Continued warm and dry conditions contributed to several record-breaking measurements. Among them:
Climate change:
While precipitation was near average, only 6.5 percent of it fell as snow, the lowest amount ever recorded. Only 24 days had below-freezing average air temperatures, the lowest on record.
Lake Temperature:
The lake’s average temperature is rising at its fastest rate yet. In 2015, the volume-average temperature increased 0.48 degrees F over 2014.
The authors write that in the past four years, “the lake has warmed at an alarming rate of over 0.3 degrees F/year.” That’s 15 times faster than the long-term warming rate.
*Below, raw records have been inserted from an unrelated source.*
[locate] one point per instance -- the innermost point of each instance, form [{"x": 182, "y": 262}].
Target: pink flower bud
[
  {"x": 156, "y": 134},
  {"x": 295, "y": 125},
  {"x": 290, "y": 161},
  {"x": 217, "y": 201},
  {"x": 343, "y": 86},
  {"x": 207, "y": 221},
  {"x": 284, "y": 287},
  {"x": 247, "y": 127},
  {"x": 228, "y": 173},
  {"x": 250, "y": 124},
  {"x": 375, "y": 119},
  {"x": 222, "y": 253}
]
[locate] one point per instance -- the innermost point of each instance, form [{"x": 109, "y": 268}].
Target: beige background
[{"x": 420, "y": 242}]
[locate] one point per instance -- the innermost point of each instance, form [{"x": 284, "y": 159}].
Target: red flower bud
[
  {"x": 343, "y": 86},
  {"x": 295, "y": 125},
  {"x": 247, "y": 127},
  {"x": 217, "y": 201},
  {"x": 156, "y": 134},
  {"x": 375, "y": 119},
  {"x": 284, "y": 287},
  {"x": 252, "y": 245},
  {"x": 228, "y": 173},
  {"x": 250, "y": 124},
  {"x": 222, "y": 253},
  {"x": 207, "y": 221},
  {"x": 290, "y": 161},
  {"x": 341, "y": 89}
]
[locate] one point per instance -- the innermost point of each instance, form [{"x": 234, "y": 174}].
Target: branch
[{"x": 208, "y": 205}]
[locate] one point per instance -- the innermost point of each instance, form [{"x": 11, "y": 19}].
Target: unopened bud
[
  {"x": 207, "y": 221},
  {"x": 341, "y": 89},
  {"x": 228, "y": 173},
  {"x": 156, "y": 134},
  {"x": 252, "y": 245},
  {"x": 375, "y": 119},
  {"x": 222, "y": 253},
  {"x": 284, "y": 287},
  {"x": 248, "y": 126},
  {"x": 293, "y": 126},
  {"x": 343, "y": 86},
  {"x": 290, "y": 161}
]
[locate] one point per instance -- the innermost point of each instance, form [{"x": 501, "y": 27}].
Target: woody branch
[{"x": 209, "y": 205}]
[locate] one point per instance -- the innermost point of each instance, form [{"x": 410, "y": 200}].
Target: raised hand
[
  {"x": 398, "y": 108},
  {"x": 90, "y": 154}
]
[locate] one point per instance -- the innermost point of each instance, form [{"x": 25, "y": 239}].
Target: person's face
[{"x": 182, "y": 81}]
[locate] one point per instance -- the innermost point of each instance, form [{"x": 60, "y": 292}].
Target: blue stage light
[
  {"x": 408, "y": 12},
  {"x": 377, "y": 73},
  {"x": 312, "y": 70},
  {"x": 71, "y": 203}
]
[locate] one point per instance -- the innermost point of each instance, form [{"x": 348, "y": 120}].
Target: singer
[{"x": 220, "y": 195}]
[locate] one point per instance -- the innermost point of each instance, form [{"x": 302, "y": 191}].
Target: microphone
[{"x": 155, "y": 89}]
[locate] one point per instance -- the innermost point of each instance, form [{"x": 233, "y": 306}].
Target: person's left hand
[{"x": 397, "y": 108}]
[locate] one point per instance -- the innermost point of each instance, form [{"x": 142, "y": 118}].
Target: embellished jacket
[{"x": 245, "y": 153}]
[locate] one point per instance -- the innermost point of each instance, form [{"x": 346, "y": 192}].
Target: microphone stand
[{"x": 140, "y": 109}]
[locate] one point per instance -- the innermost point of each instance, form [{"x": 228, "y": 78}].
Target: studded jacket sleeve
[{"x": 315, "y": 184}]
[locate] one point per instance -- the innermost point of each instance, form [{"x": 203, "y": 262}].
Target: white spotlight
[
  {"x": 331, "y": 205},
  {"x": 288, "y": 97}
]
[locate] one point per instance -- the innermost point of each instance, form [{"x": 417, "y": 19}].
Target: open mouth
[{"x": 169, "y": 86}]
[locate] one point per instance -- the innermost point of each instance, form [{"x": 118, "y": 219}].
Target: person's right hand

Also, the average surface temperature was the warmest on record, 53.3 degrees F.
Mixing:
Deep mixing that a lake undergoes in the winter is crucial for adding oxygen to the depths and redistributing nitrogen that tends to accumulate at the bottom. However, Lake Tahoe failed to mix to its full depth for the fourth year in a row. Its mixing depth in 2015 of 262 feet is the lowest recorded. This lack of deep mixing also led to the highest average nitrate levels ever recorded in the lake, 20.6 micrograms per liter. This marked a recent shift from the relatively constant nitrate concentrations that persisted for much of the 35 year record.
Algae and lake level:
Attached algae around the lake’s margins were at record-low levels, due largely to the low lake level, which fell by 9 inches in 2015. Lake Tahoe was below the natural rim 364 days in 2015, so no water could flow into the Truckee River.
“The occurrence of rising air temperatures Lake Tahoe has been known about for many years now, and with it the warming of the lake. What is different this year is that we are seeing more aspects of the lake’s internal physics changing, and that is bound to alter the ecology.” – Dr. Geoffrey Schladow, TERC Director
Clarity affected by low snow-to-rain ratio
Average annual clarity was 73.1 feet in 2015, a 4.8-foot decrease from the previous year, a measurement announced in April 2016. The decline was due in part to warmer inflowing water. The annual average clarity was still more than 9 feet greater than the lowest recorded average of 64.1 feet in 1997. The measurement marks the depth at which a 10-inch white disk, called a Secchi disk, remains visible when lowered into the water.